Escribo este artículo porque no puedo compartir la falta de conocimientos hidrogeológicos de los juristas y/o de sus asesores, que están debidos a asesorar de manera veraz, imparcial y con bases científicas a los jueces que han de impartir justicia.
A finales del siglo pasado un grupo de agricultores, propietarios de terrenos correspondientes al área de alimentación del acuífero del Mar Menor, situado en el Campo de Cartagena, inició la construcción de sondeos, al objeto de disponer de agua para utilizarla como riego.
Desde mucho tiempo atrás ya se conocía la presencia de sales en el agua del acuífero, sales que constituyen la esencia y naturaleza de las rocas que conforman el acuífero del Campo de Cartagena (en realidad son tres los acuíferos, pero los mismos coinciden en la presencia de importantes cantidades de sales, cloruro sódico, sulfato cálcico y otros, que predominan en dichas aguas), por lo que seguiré llamando a ese conjunto, el acuífero del Campo de Cartagena o del Mar Menor, porque en condiciones históricas y habituales este gran acuífero drena en el Mar Menor. Esta agua de drenaje se ha encontrado siempre muy salinizada por esa presencia de sales en las rocas del acuífero.
En el entreacto de los milenios, mil y dos mil, personas ocupadas y deseosas de utilizar el agua existente en este acuífero encuentran en la tecnología de la desalación del agua, con la que se pueden construir pequeñas plantas para cada uno de los agricultores y que, además, por si acaso, pueden situarlas en naves y espacios subterráneos, donde no se puedan ver. Es evidente que actuaron con nocturnidad y alevosía, tanto los propietarios como los constructores de las plantas.
En principio, la idea de algunos de ellos era conducir las aguas resultantes del proceso de desalación, las desaladas para la agricultura y el resto, con altos contenidos en sales conducirlos a la Planta Desaladora de San Pedro del Pinatar. Loable y acertada propuesta. Pero, no se consiguió un acuerdo con las autoridades para tal proyecto. Estuvo muy cerca.
Muchos de ellos no enviaron las aguas a una conducción “ad hoc”, conocedores de que no funcionaba, ni quizá, funcionaría nunca, y esparcieron las aguas salinas sobre sus propias tierras, Fue la mayoría de ellos, los que creyeron en un proyecto, bueno para todos, pero que no funcionó, como tantas cuestiones en España. Mientras tanto, o la tubería que llevaba el agua salada por la rambla del Albujón, se rompió o fue rota. El resultado es que las aguas previstas para llegar al Mar Menor, se esparcían por la superficie del acuífero, por doquier y prácticamente no llegaba agua a la Laguna.
Si se hubiese realizado lo previsto, el agua de rechazo se estaría desalando en San Pedro y no hubiera pasado todo este problema. Insisto, la Administración, conocedora de esta cuestión no se avino a realizar las obras oportunas.
Dicho todo esto, quiero dejar muy claro dos cuestiones:
- Todas las aguas hipersaladas provenientes de las pequeñas desaladoras, que se esparcieron sobre los terrenos de la superficie del acuífero y no llegaron a la Laguna, terminaron infiltrándose en el mismo. El resultado fue que no se produjo daño alguno, ya que las sales volvieron a la casa de donde habían salido.
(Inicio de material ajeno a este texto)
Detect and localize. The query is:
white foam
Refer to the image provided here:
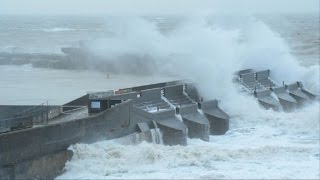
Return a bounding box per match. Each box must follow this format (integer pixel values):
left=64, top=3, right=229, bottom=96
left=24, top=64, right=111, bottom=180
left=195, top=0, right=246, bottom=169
left=58, top=17, right=320, bottom=179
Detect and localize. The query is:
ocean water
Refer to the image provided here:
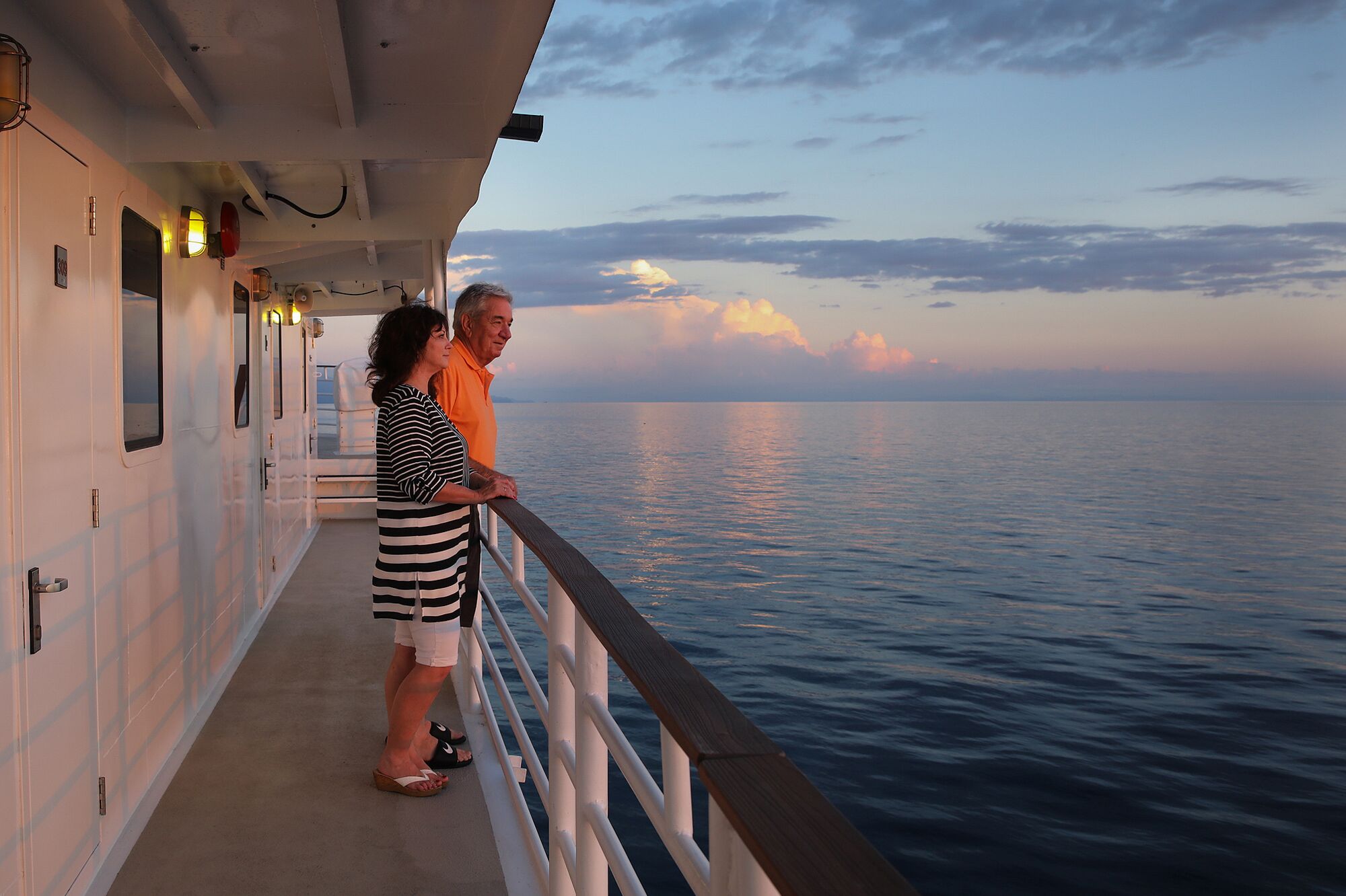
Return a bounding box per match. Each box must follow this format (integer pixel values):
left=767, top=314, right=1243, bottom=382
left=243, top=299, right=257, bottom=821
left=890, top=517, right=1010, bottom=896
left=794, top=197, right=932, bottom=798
left=487, top=402, right=1346, bottom=895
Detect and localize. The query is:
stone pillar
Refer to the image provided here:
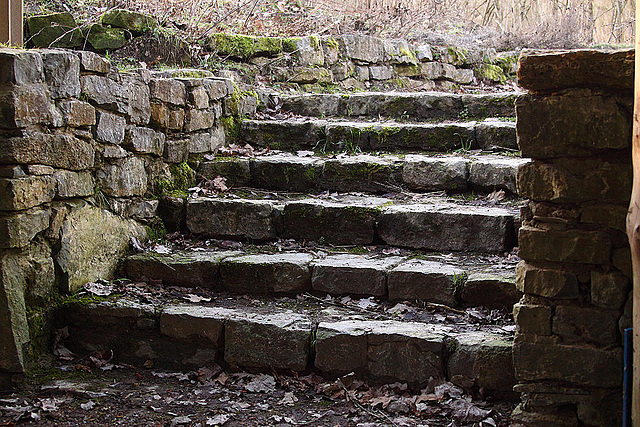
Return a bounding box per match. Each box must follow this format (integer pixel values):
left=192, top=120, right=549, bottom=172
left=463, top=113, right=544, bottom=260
left=513, top=50, right=634, bottom=426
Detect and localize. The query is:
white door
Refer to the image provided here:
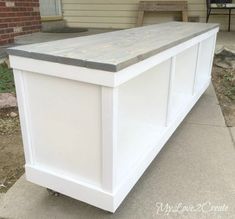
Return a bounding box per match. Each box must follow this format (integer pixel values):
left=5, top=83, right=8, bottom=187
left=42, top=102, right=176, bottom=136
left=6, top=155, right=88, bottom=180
left=39, top=0, right=62, bottom=17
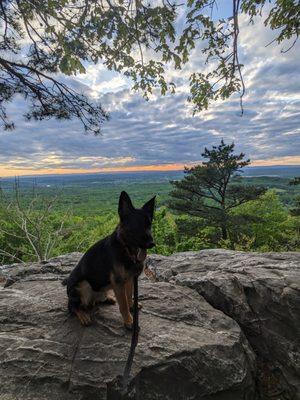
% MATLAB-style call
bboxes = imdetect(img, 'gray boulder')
[0,253,256,400]
[148,250,300,400]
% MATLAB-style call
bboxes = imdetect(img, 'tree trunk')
[221,225,228,240]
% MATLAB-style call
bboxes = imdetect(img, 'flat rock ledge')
[148,249,300,400]
[0,250,300,400]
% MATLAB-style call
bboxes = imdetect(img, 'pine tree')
[169,140,266,240]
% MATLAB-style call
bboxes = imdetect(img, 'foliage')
[233,190,293,251]
[0,0,300,130]
[0,181,68,261]
[169,140,265,240]
[0,170,300,263]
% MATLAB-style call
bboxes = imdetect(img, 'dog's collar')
[117,229,147,264]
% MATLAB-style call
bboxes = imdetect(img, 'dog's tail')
[61,278,68,286]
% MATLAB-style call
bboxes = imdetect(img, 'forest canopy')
[0,0,300,134]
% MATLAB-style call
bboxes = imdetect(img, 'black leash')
[107,276,139,400]
[122,276,139,392]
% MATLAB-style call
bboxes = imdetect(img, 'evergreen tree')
[290,176,300,217]
[169,140,265,240]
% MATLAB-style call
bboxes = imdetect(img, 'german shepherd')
[63,191,156,329]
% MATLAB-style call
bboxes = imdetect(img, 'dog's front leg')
[125,278,133,309]
[112,283,133,329]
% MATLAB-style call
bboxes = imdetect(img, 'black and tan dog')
[63,192,155,329]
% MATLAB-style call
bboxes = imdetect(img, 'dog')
[63,191,156,329]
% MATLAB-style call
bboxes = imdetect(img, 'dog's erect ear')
[118,190,134,218]
[142,196,156,221]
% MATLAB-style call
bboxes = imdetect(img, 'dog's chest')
[111,262,144,283]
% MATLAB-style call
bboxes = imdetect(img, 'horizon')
[0,0,300,177]
[0,163,300,180]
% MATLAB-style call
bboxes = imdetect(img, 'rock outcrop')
[149,250,300,400]
[0,250,300,400]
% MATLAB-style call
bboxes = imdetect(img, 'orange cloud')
[0,156,300,177]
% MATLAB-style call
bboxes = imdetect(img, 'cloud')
[0,6,300,175]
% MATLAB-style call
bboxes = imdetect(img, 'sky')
[0,1,300,177]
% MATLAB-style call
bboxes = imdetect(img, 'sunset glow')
[0,156,300,178]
La siguiente lluvia o el siguiente riego con aguas dulces, que siempre se producía varias veces al año, dejaba la calidad del agua del acuífero intacta, como lo estaba antes. Nunca con más sales. Por tanto, no puede haber ni existir “Delito Ambiental”.
- Las aguas hipersaladas, que llegaban por la rambla del Albujón, también llegarían, de todos modos, mediante los drenajes del acuífero a la Laguna del Mar Menor, cuando el nivel del agua del acuífero fuera superior al nivel del agua de la Laguna, cosa que ocurre desde hace años. Entran aguas salinas en el Mar Menor continuadamente. Observen los datos de calidad de las aguas de la Rambla del Albujón, que hoy día, debido a la subida del nivel freático del acuífero, nace cada vez aguas más arriba y compárenla con la calidad del agua de los sondeos. Es la misma agua. Por tanto, por este motivo tampoco observo “Delito Ambiental”
No obstante, el resto de delitos o faltas, como la responsabilidad, la ilegalidad y la clandestinidad en la construcción y funcionamiento de los pozos es de quien corresponde, o sea de los propietarios de los sondeos. A Dios lo que es de Dios y al César lo que es del César.